C’est au cœur de l’écosystème grenoblois, connu pour son tissu de chercheurs et d’industriels spécialisés dans les semi-conducteurs, que le CEA a choisi d’établir une nouvelle ligne pilote. Objectif : développer les premières applications industrielles d’un nouveau champ qui vise à rendre l’électronique plus « verte ».
Déjà connu pour son positionnement dédié à l'industrie des semi-conducteurs, à travers notamment son institut de recherche spécialisé du CEA Leti, le Commissariat à l'énergie atomique (CEA) de Grenoble vient d'investir, aux côtés du CNRS et de l'Université Grenoble Alpes (UGA)11,5 millions d'euros dans une nouvelle ligne pilote dédiée à la fabrication des matériaux spintroniques avancés.
Son nom n'est pas encore connu du grand public, mais la spintronique pourrait bien, d'ici cinq à dix ans, faire une entrée plus remarquée dans les ordinateurs, les calculateurs dédiés à l'IA, ou encore les objets connectés, à en croire le centre de recherche français.

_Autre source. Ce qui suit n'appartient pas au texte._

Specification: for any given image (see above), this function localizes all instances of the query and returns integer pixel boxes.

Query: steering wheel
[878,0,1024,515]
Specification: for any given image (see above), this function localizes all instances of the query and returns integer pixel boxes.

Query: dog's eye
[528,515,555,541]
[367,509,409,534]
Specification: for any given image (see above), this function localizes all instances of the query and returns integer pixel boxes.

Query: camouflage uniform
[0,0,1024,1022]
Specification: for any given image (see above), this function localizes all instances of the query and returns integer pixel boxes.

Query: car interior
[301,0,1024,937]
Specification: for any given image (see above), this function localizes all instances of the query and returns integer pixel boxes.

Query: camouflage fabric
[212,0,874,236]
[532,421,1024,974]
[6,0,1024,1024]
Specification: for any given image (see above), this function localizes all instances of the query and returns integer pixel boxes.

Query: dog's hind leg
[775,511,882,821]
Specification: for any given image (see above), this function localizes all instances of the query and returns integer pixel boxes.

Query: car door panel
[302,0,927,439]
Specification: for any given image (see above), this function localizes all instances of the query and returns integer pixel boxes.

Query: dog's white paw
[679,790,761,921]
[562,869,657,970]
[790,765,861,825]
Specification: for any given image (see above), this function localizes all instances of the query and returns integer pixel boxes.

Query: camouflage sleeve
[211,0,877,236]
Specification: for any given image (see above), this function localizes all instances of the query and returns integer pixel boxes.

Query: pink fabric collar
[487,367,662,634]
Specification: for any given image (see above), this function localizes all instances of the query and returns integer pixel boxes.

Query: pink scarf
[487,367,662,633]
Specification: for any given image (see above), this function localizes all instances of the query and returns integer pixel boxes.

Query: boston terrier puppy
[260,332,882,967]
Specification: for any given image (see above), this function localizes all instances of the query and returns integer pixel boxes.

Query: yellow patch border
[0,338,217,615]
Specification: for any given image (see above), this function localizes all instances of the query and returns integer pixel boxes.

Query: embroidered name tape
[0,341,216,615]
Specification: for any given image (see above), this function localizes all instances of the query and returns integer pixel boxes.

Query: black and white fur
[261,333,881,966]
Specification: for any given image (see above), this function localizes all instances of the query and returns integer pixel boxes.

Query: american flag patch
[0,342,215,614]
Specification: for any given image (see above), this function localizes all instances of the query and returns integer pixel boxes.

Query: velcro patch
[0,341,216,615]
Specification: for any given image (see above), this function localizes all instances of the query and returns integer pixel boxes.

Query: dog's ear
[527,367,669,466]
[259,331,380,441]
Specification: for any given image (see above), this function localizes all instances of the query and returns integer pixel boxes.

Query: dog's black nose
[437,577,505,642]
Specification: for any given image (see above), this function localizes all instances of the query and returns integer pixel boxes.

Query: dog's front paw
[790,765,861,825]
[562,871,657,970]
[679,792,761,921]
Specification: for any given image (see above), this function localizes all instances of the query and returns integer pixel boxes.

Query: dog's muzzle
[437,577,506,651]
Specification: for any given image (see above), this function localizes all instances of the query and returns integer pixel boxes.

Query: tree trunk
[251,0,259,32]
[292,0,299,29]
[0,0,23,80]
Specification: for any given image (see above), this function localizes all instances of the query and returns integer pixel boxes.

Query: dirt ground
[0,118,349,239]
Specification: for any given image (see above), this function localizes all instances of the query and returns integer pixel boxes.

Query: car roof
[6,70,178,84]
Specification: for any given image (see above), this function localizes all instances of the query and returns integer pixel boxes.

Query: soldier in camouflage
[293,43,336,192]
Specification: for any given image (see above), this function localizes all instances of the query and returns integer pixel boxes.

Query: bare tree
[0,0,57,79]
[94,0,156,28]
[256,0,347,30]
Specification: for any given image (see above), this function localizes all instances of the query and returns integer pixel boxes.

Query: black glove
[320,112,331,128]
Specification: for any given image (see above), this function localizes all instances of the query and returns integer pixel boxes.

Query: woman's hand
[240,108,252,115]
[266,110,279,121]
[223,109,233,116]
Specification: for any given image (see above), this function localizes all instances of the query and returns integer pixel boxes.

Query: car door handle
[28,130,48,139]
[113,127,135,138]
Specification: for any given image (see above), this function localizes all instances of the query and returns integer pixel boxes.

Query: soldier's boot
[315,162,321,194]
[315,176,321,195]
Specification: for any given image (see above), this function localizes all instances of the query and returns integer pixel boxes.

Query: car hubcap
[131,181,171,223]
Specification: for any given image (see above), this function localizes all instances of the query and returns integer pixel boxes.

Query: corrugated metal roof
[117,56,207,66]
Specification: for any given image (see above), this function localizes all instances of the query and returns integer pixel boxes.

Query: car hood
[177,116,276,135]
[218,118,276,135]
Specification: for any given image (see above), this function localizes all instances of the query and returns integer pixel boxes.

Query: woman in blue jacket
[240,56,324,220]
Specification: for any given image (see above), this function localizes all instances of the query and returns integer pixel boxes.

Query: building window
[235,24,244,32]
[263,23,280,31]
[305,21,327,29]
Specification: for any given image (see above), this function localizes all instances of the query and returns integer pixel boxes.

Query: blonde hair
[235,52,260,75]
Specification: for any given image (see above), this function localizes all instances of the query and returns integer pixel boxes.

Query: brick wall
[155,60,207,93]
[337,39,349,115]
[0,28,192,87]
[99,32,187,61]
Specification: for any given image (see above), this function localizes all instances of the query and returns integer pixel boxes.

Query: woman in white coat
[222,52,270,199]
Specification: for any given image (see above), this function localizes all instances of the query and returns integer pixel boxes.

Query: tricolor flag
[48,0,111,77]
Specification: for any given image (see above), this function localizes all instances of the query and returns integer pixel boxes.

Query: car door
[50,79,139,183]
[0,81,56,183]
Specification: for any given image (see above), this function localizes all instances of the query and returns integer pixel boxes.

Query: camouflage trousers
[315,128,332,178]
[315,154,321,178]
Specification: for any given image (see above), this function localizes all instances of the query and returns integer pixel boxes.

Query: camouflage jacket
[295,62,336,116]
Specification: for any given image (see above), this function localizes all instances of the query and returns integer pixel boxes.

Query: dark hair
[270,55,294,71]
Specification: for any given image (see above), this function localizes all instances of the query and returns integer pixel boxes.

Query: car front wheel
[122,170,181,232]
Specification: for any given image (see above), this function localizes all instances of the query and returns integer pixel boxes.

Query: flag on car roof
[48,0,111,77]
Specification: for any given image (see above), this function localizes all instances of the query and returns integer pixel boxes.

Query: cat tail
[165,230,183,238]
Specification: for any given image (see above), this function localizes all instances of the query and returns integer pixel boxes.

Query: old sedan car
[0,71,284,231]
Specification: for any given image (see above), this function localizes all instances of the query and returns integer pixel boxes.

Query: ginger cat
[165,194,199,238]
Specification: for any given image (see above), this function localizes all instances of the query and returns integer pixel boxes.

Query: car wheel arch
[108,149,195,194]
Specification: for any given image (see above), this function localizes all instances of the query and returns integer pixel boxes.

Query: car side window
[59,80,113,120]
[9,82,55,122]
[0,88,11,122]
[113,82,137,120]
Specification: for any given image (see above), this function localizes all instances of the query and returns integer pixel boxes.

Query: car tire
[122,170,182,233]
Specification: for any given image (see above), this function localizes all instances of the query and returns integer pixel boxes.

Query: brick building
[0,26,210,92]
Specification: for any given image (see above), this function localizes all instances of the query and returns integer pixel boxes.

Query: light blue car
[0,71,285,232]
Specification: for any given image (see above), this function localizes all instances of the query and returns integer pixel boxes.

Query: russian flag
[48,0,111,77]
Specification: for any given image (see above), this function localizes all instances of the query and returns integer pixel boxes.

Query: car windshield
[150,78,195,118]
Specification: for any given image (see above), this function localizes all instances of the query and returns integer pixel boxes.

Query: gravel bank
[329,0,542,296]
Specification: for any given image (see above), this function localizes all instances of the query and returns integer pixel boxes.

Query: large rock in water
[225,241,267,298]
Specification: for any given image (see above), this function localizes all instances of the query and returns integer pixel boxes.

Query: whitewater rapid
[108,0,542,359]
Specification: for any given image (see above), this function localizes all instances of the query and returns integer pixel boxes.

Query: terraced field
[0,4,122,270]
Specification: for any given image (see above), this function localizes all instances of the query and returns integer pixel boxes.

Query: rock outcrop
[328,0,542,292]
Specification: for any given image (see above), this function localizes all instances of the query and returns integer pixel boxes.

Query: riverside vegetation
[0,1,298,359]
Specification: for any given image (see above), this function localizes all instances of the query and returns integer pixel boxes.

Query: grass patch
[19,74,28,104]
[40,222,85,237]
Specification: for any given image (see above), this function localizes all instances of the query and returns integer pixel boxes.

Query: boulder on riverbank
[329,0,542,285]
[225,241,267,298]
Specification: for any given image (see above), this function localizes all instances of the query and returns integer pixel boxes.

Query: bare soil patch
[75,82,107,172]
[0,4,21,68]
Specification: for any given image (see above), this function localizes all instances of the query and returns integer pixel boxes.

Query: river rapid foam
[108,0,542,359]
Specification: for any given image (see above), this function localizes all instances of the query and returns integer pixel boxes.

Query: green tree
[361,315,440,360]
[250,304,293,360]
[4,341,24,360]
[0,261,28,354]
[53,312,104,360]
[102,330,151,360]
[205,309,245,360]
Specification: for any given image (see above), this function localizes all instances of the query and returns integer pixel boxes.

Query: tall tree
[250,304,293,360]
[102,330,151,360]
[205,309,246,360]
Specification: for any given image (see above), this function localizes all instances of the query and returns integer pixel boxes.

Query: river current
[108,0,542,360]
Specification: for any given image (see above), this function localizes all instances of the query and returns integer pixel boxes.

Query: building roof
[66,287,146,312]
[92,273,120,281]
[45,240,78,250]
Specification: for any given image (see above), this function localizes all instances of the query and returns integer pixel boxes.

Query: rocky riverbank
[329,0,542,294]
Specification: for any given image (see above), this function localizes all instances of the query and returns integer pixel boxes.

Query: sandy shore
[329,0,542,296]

Ce domaine naissant, qui incarne « le mariage entre l'électronique et le magnétisme », est en réalité déjà utilisé au sein des mémoires magnétiques non volatiles (MRAM) que l'on retrouve dans nos ordinateurs.
Mise une lumière par les travaux des chercheurs Albert Fert et Peter Grünberg, qui ont obtenu le Prix Nobel de physique 2007 pour leurs contributions dans ce domaine, la spintronique utilise en effet le mouvement des électrons, et notamment les propriétés de rotation des particules (appelée « spin »), pour générer des phénomènes nouveaux et chercher à les utiliser pour améliorer les performances des composants électroniques.
« La spintronique incarne le meilleur des deux mondes entre l'électronique et ses nombreuses fonctionnalités, et le magnétisme, qui peut apporter des avantages en matière de consommation énergétique, puisqu'elle ne consomme aucune énergie en mode veille », explique Ioan Lucian Prejbeanu, directeur du laboratoire Spintec et co-directeur du Programme et Équipements Prioritaires de Recherche SPIN (PEPR spintronique) au niveau national.
Celui-ci cite notamment en exemple les promesses de certains acteurs comme la start-up Nellow, qui en combinant la spintronique et la ferroélectricité, compte réduire de près de 1.000 fois la quantité de courant nécessaire pour réaliser une même opération de calcul, applicable par exemple à l'IA.